There’s a twelfth century tale that goes something like this. A particularly pious and devout Buddhist monk was alone in his humble home one dark and snowy evening when he was visited by a thief. The monk, sitting upon the floor, was so lost in a transcendental trance that he didn’t notice when the robber barged in. Seeing his advantage, the thief took hold of the golden buddha that sat in front of the worshipful monk and placed it in his sack. The holy man still did not stir and, it being such a cold night, the robber moved to take one of the two warm robes that the monk was wearing. As he lifted the top garment from the old cleric’s shoulders, the monk suddenly awoke and sped after the thief who ran out into the night. After a short chase, the monk caught the man.  Instead of demanding a return of his things, the monk promptly took off his other robe and offered it to the thief. “The Tibetan winter is long and cold and a man in your line of work will need plenty of warm clothing.” The robber replied in disbelief, “Have you gone mad, old monk?  You are more crazy than holy!” The monk responded with a question. “Suppose I was out in the cold and on my right hand there were two mittens and on my left there was none. My right hand was warm but my left was aching from the frosty cold. What should I do?” Without hesitation, the thief answered “Remove one from the right and place it on the left, of course.” As the monk draped the robe over the robber, he said “You see, that is what I am doing this night. I am you and you are me. We are all part of the same body.”

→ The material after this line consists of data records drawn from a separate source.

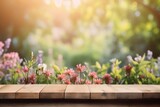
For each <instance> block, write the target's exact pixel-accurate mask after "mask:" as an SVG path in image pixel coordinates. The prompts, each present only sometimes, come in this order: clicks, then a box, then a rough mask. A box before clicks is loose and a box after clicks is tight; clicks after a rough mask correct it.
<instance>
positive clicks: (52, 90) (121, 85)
mask: <svg viewBox="0 0 160 107" xmlns="http://www.w3.org/2000/svg"><path fill="white" fill-rule="evenodd" d="M0 99H160V85H106V84H104V85H62V84H49V85H44V84H41V85H38V84H34V85H0Z"/></svg>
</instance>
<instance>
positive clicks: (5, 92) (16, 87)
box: [0, 85, 24, 99]
mask: <svg viewBox="0 0 160 107" xmlns="http://www.w3.org/2000/svg"><path fill="white" fill-rule="evenodd" d="M23 86H24V85H5V86H2V87H1V88H0V99H15V93H16V92H17V91H18V90H19V89H20V88H22V87H23Z"/></svg>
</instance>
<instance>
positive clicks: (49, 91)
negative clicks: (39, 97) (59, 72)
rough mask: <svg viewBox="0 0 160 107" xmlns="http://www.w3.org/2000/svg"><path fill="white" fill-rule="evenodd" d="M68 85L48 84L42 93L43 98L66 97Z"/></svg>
mask: <svg viewBox="0 0 160 107" xmlns="http://www.w3.org/2000/svg"><path fill="white" fill-rule="evenodd" d="M66 87H67V85H60V84H59V85H46V86H45V87H44V88H43V90H42V91H41V93H40V98H41V99H64V96H65V90H66Z"/></svg>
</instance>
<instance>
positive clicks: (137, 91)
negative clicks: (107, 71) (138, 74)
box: [111, 85, 142, 99]
mask: <svg viewBox="0 0 160 107" xmlns="http://www.w3.org/2000/svg"><path fill="white" fill-rule="evenodd" d="M111 87H112V88H113V89H114V90H115V93H116V96H117V99H142V91H141V90H139V89H138V88H136V86H134V85H111Z"/></svg>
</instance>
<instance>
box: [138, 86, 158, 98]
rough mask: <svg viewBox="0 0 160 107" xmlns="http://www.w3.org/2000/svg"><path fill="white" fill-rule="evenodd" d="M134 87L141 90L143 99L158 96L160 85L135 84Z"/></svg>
mask: <svg viewBox="0 0 160 107" xmlns="http://www.w3.org/2000/svg"><path fill="white" fill-rule="evenodd" d="M136 87H137V88H138V89H139V90H141V91H142V97H143V99H146V98H147V99H148V98H160V88H159V87H160V86H158V85H137V86H136Z"/></svg>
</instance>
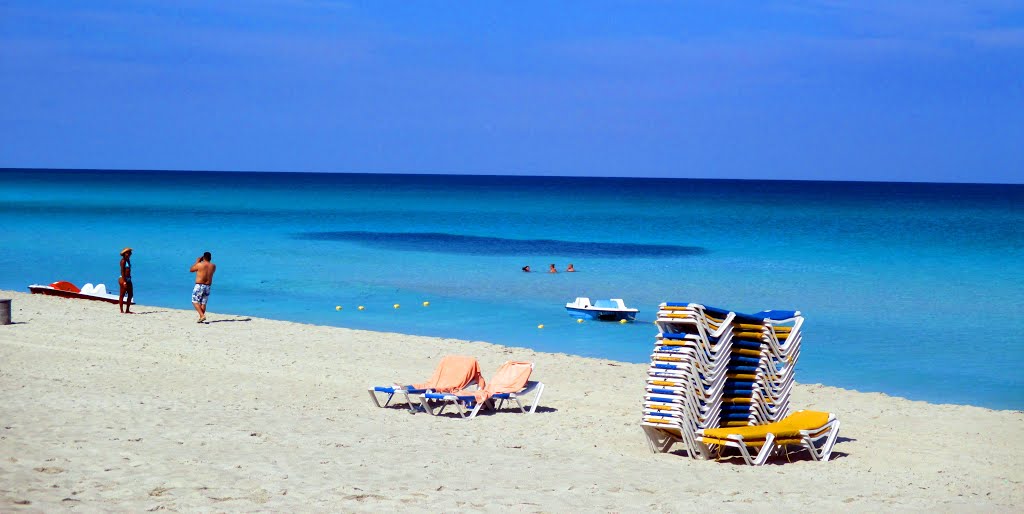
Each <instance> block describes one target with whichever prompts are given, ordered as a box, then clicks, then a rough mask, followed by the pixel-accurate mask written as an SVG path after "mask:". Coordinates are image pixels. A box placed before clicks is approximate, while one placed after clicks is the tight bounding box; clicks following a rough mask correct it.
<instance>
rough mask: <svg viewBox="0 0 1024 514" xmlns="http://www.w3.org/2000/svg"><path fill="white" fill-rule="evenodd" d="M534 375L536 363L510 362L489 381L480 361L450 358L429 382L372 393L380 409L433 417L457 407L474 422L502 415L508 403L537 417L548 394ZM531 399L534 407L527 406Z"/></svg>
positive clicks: (434, 373)
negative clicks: (493, 414) (427, 413)
mask: <svg viewBox="0 0 1024 514" xmlns="http://www.w3.org/2000/svg"><path fill="white" fill-rule="evenodd" d="M532 373H534V363H532V362H521V361H515V360H509V361H508V362H505V363H504V365H502V366H501V367H499V368H498V371H497V372H496V373H495V376H494V377H492V379H490V380H489V381H485V380H484V379H483V375H482V374H481V373H480V367H479V365H478V363H477V361H476V358H474V357H468V356H462V355H449V356H445V357H444V358H442V359H441V361H440V362H439V363H438V365H437V369H435V370H434V373H433V375H432V376H431V377H430V379H428V380H427V381H426V382H423V383H419V384H412V385H403V384H391V385H387V386H374V387H370V389H369V392H370V397H371V399H373V401H374V404H375V405H377V406H380V408H385V406H389V405H390V404H391V403H392V401H393V402H394V403H396V404H398V403H404V404H406V405H407V409H409V411H410V412H412V413H416V412H421V411H422V412H426V413H428V414H430V415H432V416H437V415H438V414H441V413H442V412H443V411H444V409H445V408H447V406H453V408H455V409H456V410H457V412H458V414H459V415H460V416H462V417H463V418H467V419H472V418H475V417H476V415H477V414H479V413H480V411H481V410H482V409H489V410H493V411H499V410H500V409H501V408H502V405H503V404H504V403H505V402H509V403H514V404H515V405H516V406H517V408H518V409H519V411H520V412H522V413H534V412H536V411H537V405H538V403H539V402H540V401H541V395H542V394H543V393H544V383H543V382H538V381H534V380H529V377H530V375H531V374H532ZM530 395H532V401H531V402H530V403H531V404H528V403H527V404H524V403H523V401H524V400H525V398H526V397H527V396H530ZM382 399H383V400H384V401H383V403H382V401H381V400H382ZM527 406H528V409H527Z"/></svg>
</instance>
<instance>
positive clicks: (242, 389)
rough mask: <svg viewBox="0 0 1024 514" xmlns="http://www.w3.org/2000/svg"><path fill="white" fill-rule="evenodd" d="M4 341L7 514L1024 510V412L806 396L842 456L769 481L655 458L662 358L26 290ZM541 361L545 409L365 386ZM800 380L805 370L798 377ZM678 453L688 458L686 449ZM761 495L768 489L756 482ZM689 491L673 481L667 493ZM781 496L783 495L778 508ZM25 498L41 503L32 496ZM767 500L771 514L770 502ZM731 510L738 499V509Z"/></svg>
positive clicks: (966, 407) (859, 399)
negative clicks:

Now it might not be as Zen as all that, but on a hillside in Galilee, Jesus taught his disciples a similar way to live: “do unto others as you would have them do unto you.” This wonderful rule is often lauded for its power in preventing people from doing awful things to one another. One would steal from another but does not want anything stolen from him. One would curse another but does not want to be cursed himself. One would cheat on another but does not want to be cheated on. Now, this is all very well and good and can certainly be effective, but I imagine Jesus wanted this admonition to be something more than a choke collar. Perhaps we should be more affirmative in our understanding of the Golden Rule; more shall and less shall not. Perhaps we ought to listen because we want to be listened to. Perhaps we ought to reach out because we like being sought out ourselves. Maybe we ought to love because we want to be loved.

Of all the evil that emanates from a mass shooting, one of the most dastardly deeds is done to our society. These sorts of things have an isolating, atomizing effect on our communities. A jaded eye has us see everyone and everything the way that Satan would. While these days certainly call for diligence and a zeal to protect those dearest to us, we must not grow even more indifferent to the neighbors and strangers among us. We must offer more of ourselves to everyone we meet. As the great poet Donne had it: “Any man’s death diminishes me, because I am involved in mankind, and therefore never send to know for whom the bell tolls; it tolls for thee.” It seems the bell in Texas has tolled for us.